Submitting a Chapbook, Mourning a Chapbook

Well, I finally did it … I submitted my chapbook based on poems I wrote in November. It wasn’t even due yet — I had until midnight on the 31st. But I didn’t want it hanging around any longer. Or did I?

I’ve been carrying it around for days now, reading it over and over, marking it up, printing it out again. And repeat. Part of me was very ready to let it go, but part of me wanted to hang on to it … possibly forever? 

(By the way, I think that’s what was behind the grammar quandary I posted about early this morning … I ended up reverting back to my original and like it so much better. And then it was time to let … it … go.)

While I still had my manuscript — and was the only person who had it — I could polish it and love it as much as I wanted. The only critic it faced was me, and I was fairly kind to it. Now it goes out into the world to compete against so many others — the works not only of the other poets who posted their efforts throughout November, but of those who (perhaps wisely) eschewed the public display aspect and held them back. Who knows how many of them there are, and what utterly devastating poems they wrote? I don’t know … and it bothers me.

As I am putting something like this together, and while I await word about a judge’s decision, I always feel as if I have permission to hold certain hopes for it. Again, I can still love it. When a chapbook comes back rejected (as all of them have so far), it’s as if it ceases to exist. I don’t reread it and wonder what I ever saw in it — I just don’t reread it. Ever. I just shrug and move on.

A certain measure of that is normal, even healthy, if you are writing regularly. When you are first getting started, or restarted, each poem feels precious. Whether or not it is accepted feels like do or die, because you truly are not sure whether you will ever write anything that fine again. Or anything at all. When you’ve been going pretty steadily for awhile, as I have now, the momentum doesn’t give you much time to feel downhearted over your rejections. That’s a blessing.

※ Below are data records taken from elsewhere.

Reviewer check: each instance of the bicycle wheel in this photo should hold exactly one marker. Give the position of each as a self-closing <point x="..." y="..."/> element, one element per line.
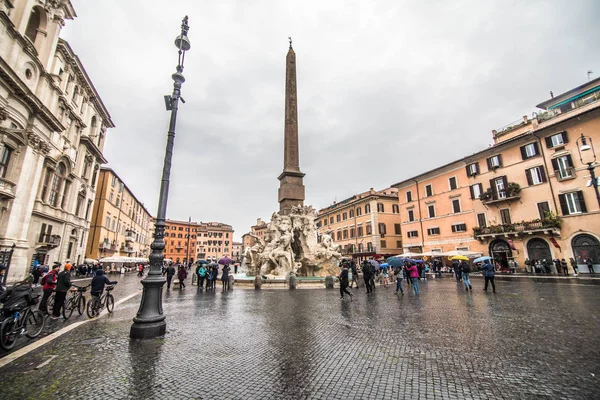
<point x="50" y="305"/>
<point x="8" y="337"/>
<point x="34" y="323"/>
<point x="81" y="305"/>
<point x="110" y="302"/>
<point x="68" y="308"/>
<point x="91" y="309"/>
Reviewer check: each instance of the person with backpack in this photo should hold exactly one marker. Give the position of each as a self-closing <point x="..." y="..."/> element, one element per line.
<point x="63" y="283"/>
<point x="48" y="286"/>
<point x="201" y="275"/>
<point x="488" y="272"/>
<point x="465" y="269"/>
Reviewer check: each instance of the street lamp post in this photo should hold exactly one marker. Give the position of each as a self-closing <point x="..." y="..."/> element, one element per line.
<point x="583" y="147"/>
<point x="150" y="320"/>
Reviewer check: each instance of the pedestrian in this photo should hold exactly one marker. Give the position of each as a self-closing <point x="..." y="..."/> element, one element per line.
<point x="564" y="266"/>
<point x="225" y="276"/>
<point x="413" y="273"/>
<point x="489" y="275"/>
<point x="398" y="275"/>
<point x="590" y="265"/>
<point x="574" y="266"/>
<point x="181" y="275"/>
<point x="48" y="286"/>
<point x="170" y="272"/>
<point x="465" y="270"/>
<point x="367" y="275"/>
<point x="344" y="282"/>
<point x="63" y="283"/>
<point x="201" y="276"/>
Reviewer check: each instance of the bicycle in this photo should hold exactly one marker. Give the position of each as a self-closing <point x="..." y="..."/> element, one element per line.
<point x="22" y="321"/>
<point x="96" y="304"/>
<point x="76" y="301"/>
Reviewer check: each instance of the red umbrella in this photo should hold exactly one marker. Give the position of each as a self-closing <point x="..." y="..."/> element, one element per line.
<point x="225" y="261"/>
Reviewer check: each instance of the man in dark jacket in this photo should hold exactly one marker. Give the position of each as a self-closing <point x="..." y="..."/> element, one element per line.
<point x="63" y="283"/>
<point x="170" y="272"/>
<point x="488" y="273"/>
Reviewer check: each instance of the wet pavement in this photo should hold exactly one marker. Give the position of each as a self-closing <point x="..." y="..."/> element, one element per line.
<point x="529" y="341"/>
<point x="128" y="283"/>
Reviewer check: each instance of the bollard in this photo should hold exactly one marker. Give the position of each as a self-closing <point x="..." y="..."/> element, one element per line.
<point x="292" y="282"/>
<point x="329" y="282"/>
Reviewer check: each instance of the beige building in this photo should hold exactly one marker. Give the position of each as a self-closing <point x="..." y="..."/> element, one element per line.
<point x="52" y="129"/>
<point x="524" y="198"/>
<point x="364" y="225"/>
<point x="121" y="225"/>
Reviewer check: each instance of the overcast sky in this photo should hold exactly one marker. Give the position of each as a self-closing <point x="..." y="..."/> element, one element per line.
<point x="386" y="89"/>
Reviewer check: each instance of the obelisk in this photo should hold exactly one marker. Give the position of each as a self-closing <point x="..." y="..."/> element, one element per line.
<point x="291" y="187"/>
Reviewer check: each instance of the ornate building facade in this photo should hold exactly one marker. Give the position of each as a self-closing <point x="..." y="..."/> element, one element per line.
<point x="121" y="225"/>
<point x="52" y="130"/>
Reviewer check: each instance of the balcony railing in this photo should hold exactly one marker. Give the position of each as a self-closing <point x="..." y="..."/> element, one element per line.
<point x="565" y="174"/>
<point x="551" y="225"/>
<point x="7" y="188"/>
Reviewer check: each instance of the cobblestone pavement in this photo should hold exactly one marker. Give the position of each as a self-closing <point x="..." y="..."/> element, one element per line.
<point x="528" y="341"/>
<point x="128" y="283"/>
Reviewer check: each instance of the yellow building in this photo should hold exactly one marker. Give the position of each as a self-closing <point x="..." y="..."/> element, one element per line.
<point x="364" y="225"/>
<point x="524" y="198"/>
<point x="121" y="225"/>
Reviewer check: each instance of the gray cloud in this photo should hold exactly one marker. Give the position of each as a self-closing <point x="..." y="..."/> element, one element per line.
<point x="386" y="89"/>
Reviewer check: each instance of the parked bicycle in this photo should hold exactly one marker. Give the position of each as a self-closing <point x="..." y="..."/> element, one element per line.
<point x="97" y="303"/>
<point x="76" y="301"/>
<point x="23" y="320"/>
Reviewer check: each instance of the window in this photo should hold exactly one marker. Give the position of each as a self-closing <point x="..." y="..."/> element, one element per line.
<point x="572" y="203"/>
<point x="476" y="190"/>
<point x="543" y="209"/>
<point x="459" y="228"/>
<point x="452" y="183"/>
<point x="530" y="150"/>
<point x="431" y="210"/>
<point x="433" y="231"/>
<point x="505" y="216"/>
<point x="535" y="175"/>
<point x="5" y="160"/>
<point x="481" y="220"/>
<point x="494" y="162"/>
<point x="428" y="190"/>
<point x="557" y="140"/>
<point x="472" y="169"/>
<point x="563" y="167"/>
<point x="456" y="206"/>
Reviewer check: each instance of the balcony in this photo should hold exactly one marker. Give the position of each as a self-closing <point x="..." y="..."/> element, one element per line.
<point x="549" y="226"/>
<point x="50" y="241"/>
<point x="7" y="189"/>
<point x="565" y="174"/>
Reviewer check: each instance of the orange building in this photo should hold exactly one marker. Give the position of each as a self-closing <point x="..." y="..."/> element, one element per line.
<point x="524" y="198"/>
<point x="366" y="224"/>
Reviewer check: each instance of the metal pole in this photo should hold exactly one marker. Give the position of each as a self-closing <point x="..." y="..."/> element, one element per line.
<point x="150" y="320"/>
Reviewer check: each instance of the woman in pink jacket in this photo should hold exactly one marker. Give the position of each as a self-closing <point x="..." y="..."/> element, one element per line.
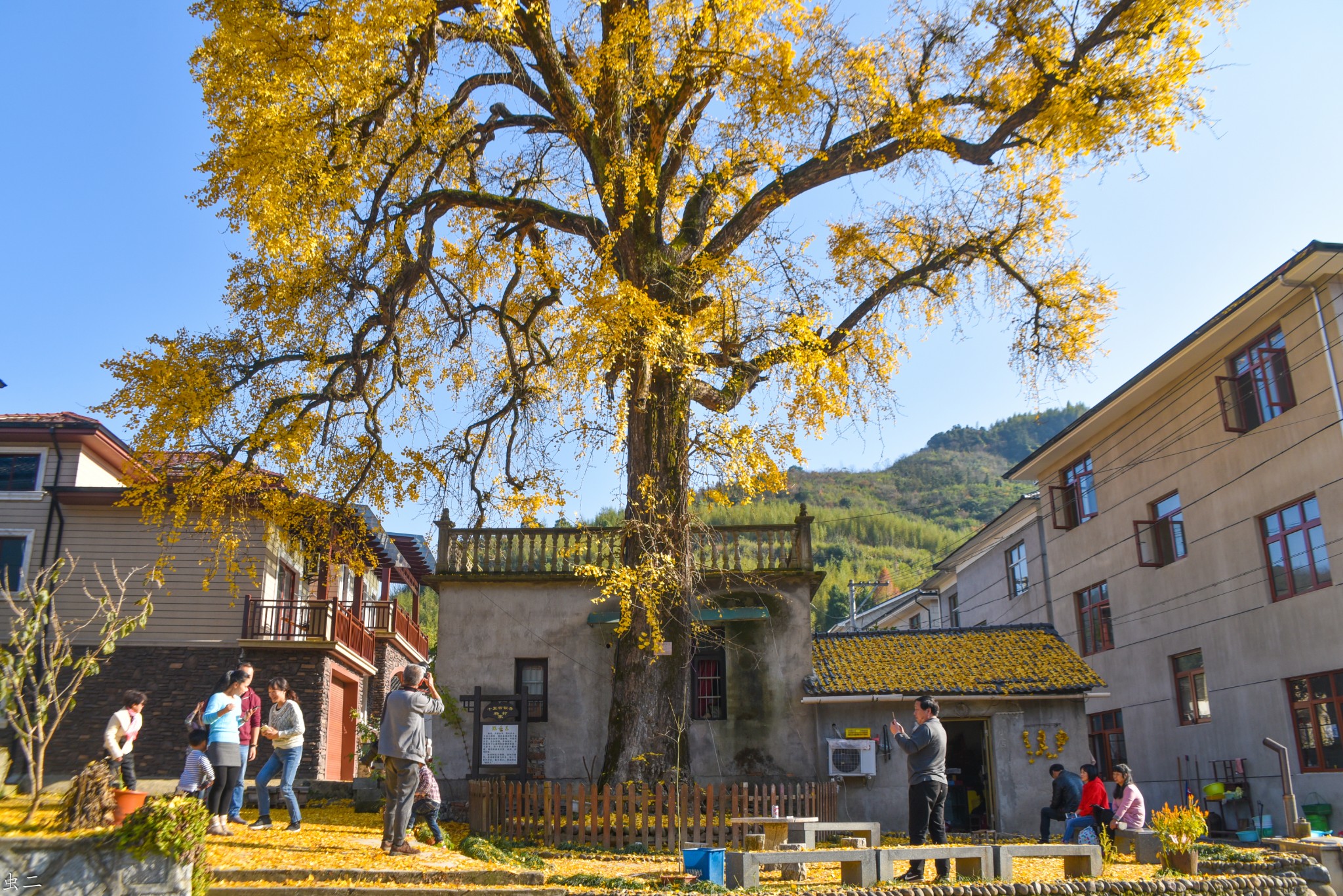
<point x="1130" y="809"/>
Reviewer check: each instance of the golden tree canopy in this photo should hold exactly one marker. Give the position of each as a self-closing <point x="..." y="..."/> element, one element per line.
<point x="481" y="227"/>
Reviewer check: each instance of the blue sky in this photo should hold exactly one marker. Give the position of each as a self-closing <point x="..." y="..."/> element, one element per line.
<point x="102" y="128"/>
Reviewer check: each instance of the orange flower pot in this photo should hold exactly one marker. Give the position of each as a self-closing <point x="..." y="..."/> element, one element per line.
<point x="128" y="801"/>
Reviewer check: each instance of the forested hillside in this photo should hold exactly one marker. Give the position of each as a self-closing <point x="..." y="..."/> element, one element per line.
<point x="893" y="524"/>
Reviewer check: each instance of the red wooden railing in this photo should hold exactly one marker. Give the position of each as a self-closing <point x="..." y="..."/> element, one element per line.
<point x="305" y="621"/>
<point x="386" y="617"/>
<point x="658" y="816"/>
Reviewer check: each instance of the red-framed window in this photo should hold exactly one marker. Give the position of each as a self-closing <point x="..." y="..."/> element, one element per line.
<point x="1073" y="501"/>
<point x="1161" y="540"/>
<point x="1018" y="570"/>
<point x="534" y="679"/>
<point x="1317" y="714"/>
<point x="1192" y="688"/>
<point x="1106" y="732"/>
<point x="1295" y="549"/>
<point x="1094" y="618"/>
<point x="710" y="677"/>
<point x="1259" y="386"/>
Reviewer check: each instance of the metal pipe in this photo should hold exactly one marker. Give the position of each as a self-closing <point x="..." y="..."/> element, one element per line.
<point x="1289" y="797"/>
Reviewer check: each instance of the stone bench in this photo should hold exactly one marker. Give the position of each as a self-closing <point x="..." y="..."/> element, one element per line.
<point x="1080" y="860"/>
<point x="806" y="832"/>
<point x="971" y="861"/>
<point x="857" y="867"/>
<point x="1143" y="844"/>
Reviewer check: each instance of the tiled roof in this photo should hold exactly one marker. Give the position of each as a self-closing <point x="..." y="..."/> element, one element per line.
<point x="985" y="660"/>
<point x="47" y="419"/>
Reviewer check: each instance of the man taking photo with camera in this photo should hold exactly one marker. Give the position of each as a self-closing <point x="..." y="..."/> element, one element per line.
<point x="403" y="746"/>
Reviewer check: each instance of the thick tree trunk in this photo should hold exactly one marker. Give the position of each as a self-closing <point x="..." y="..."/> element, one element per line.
<point x="651" y="693"/>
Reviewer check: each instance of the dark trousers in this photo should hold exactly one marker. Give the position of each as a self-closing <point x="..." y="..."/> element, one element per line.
<point x="1047" y="816"/>
<point x="428" y="809"/>
<point x="927" y="806"/>
<point x="127" y="766"/>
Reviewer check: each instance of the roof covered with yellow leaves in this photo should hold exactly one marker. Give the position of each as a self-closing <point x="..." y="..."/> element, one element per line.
<point x="985" y="660"/>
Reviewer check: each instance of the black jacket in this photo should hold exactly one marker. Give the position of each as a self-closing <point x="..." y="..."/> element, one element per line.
<point x="1068" y="792"/>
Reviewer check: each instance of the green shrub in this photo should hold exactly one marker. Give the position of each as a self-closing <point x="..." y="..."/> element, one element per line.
<point x="487" y="851"/>
<point x="174" y="828"/>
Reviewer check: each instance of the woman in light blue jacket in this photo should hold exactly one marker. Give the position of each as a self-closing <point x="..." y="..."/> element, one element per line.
<point x="225" y="716"/>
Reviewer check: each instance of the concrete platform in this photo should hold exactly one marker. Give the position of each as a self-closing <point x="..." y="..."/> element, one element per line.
<point x="1080" y="860"/>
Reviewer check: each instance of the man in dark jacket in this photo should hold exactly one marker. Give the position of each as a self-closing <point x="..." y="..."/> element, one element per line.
<point x="1068" y="794"/>
<point x="926" y="758"/>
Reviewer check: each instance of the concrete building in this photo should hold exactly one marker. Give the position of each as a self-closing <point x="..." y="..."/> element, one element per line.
<point x="770" y="701"/>
<point x="1182" y="543"/>
<point x="334" y="636"/>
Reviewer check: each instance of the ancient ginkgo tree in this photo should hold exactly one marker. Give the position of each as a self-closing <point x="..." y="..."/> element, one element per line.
<point x="483" y="230"/>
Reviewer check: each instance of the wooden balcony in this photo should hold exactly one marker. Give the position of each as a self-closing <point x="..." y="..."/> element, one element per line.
<point x="559" y="551"/>
<point x="308" y="625"/>
<point x="386" y="619"/>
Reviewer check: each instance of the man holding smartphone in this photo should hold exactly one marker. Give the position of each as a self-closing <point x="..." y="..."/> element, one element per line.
<point x="926" y="758"/>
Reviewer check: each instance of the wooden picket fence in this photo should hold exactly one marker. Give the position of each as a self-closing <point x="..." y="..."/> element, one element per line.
<point x="657" y="816"/>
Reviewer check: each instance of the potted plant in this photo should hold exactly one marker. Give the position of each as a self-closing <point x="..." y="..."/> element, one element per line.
<point x="1180" y="828"/>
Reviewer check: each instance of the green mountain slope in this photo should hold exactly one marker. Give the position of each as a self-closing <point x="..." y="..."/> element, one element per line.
<point x="893" y="524"/>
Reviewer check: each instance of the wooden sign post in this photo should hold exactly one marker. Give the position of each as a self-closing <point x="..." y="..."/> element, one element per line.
<point x="498" y="728"/>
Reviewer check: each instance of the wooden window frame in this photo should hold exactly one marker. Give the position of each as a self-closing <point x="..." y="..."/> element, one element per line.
<point x="1311" y="707"/>
<point x="1161" y="532"/>
<point x="26" y="554"/>
<point x="1013" y="591"/>
<point x="1280" y="537"/>
<point x="710" y="649"/>
<point x="1232" y="398"/>
<point x="1067" y="497"/>
<point x="38" y="490"/>
<point x="1192" y="674"/>
<point x="1100" y="609"/>
<point x="544" y="663"/>
<point x="1103" y="730"/>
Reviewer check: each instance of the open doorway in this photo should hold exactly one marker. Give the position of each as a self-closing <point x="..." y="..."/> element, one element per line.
<point x="969" y="777"/>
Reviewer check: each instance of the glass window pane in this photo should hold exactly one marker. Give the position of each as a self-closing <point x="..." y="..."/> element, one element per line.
<point x="1167" y="505"/>
<point x="1186" y="699"/>
<point x="1319" y="553"/>
<point x="1299" y="690"/>
<point x="1331" y="746"/>
<point x="1277" y="566"/>
<point x="1190" y="661"/>
<point x="1300" y="560"/>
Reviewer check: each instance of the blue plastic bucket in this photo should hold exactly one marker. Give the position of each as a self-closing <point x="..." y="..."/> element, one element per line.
<point x="708" y="861"/>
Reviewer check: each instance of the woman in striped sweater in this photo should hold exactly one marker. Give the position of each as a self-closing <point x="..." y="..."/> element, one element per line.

But I wonder, at times, whether I’m too quick to mentally file those efforts in a reject box and say it’s because I’m moving on to other, better things. If I were honest with myself, might I acknowledge that part of it is the bad habit, well known among writers, of accepting the opinion of one editor, judge, or critic as the last word — especially when that last word is no

Maybe my next step as a writer is to learn to love my best efforts (not blindly, you understand — I’m talking about something akin to parental love here … wherein you love them, faults and all, and seek to help them improve where they can) even when they do come limping back home.

Maybe I’ll work on that between now and February 2 — that’s when I’m supposed to hear back about this chapbook.